Russia's new intercontinental ballistic missile takes off from Plesetsk launching pad, May 29, 2007. The missile can break through any missile shield, First Deputy Prime Minister Sergei Ivanov said on Tuesday, Itar-Tass news agency reported. [Reuters]
MOSCOW - Russia tested new missiles Tuesday that a Kremlin official boasted could penetrate any defense system, and President Vladimir Putin warned that U.S. plans for an anti-missile shield in Europe would turn the region into a "powder keg."
First Deputy Prime Minister Sergei Ivanov said Russia tested an intercontinental ballistic missile capable of carrying multiple independent warheads, and it also successfully conducted a "preliminary" test of a tactical cruise missile that he said could fly farther than existing, similar weapons.

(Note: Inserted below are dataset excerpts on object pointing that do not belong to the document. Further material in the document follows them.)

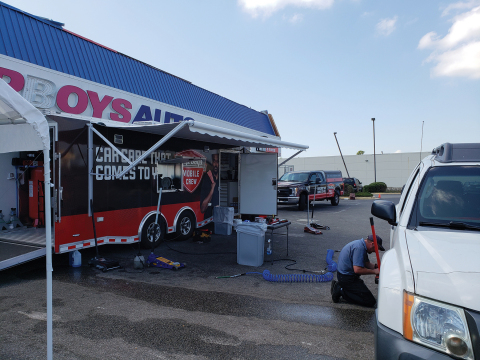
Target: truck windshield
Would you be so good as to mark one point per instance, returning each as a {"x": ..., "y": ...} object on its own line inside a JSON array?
[
  {"x": 301, "y": 177},
  {"x": 449, "y": 195}
]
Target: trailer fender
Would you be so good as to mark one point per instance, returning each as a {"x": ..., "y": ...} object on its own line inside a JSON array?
[
  {"x": 185, "y": 223},
  {"x": 146, "y": 222}
]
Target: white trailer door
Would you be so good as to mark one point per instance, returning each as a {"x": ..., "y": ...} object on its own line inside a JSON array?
[{"x": 258, "y": 184}]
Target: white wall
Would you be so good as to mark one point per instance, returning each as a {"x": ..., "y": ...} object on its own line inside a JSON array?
[
  {"x": 8, "y": 198},
  {"x": 392, "y": 169}
]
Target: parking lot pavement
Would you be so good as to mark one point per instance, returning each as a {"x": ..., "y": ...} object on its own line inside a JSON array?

"As of today, Russia has new tactical and strategic complexes that are capable of overcoming any existing or future missile defense systems," Ivanov said, according to the ITAR-Tass news agency. "So in terms of defense and security, Russians can look calmly to the country's future."

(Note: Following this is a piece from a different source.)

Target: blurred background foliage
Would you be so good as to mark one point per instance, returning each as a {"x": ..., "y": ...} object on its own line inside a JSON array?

Ivanov is a former defense minister seen as a potential Kremlin favorite to succeed Putin next year. Both he and Putin have said repeatedly that Russia would continue to improve its nuclear arsenals and respond to U.S. plans to deploy a missile defense system in Poland and the Czech Republic - NATO nations that were in Moscow's front yard during the Cold War as Warsaw Pact members.
Russia has bristled at the plans, dismissing U.S. assertions that the system would be aimed at blocking possible attacks by Iran and saying it would destroy the strategic balance of forces in Europe.

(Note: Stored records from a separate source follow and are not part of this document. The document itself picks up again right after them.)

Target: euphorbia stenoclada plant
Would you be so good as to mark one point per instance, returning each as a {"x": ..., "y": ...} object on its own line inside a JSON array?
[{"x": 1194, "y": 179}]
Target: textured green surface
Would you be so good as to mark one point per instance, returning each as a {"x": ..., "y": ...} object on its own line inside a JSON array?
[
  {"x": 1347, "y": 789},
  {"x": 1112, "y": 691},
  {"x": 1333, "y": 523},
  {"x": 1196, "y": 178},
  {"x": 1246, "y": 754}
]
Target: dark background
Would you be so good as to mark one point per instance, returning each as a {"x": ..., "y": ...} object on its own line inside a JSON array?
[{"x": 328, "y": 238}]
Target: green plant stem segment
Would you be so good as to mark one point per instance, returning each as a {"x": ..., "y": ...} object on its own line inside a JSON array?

Russia's President Vladimir Putin (L) and First Vice-Prime Minister Sergei Ivanov tour Russian research centre, the Kurchatov Institute, in Moscow April 18, 2007. [Reuters]
"We consider it harmful and dangerous to turn Europe into a powder keg and to fill it with new kinds of weapons," Putin said at a news conference with visiting Portuguese Prime Minister Jose Socrates.
Russian arms control expert Alexander Pikayev said the new ICBMs appeared to be part of Russia's promised response to the missile defense plans and, more broadly, an effort to "strengthen the strategic nuclear triad - land-based, sea-based and air-based delivery systems for nuclear weapons - which suffered significant downsizing" amid financial troubles after the 1991 Soviet collapse.
The ICBM, called the RS-24, was fired from a mobile launcher at the Plesetsk launch site in northwestern Russia. Its test warhead landed on target some 3,400 miles away on the Far Eastern Kamchatka Peninsula, the Strategic Missile Forces said in a statement.
The new missile is seen as eventually replacing the aging RS-18s and RS-20s that are the backbone of the country's missile forces, the statement said. Those missiles are known in the West as the SS-19 Stiletto and the SS-18 Satan.
The RS-24 "strengthens the capability of the attack groups of the Strategic Missile Forces by surmounting anti-missile defense systems, at the same time strengthening the potential for nuclear deterrence," the statement said.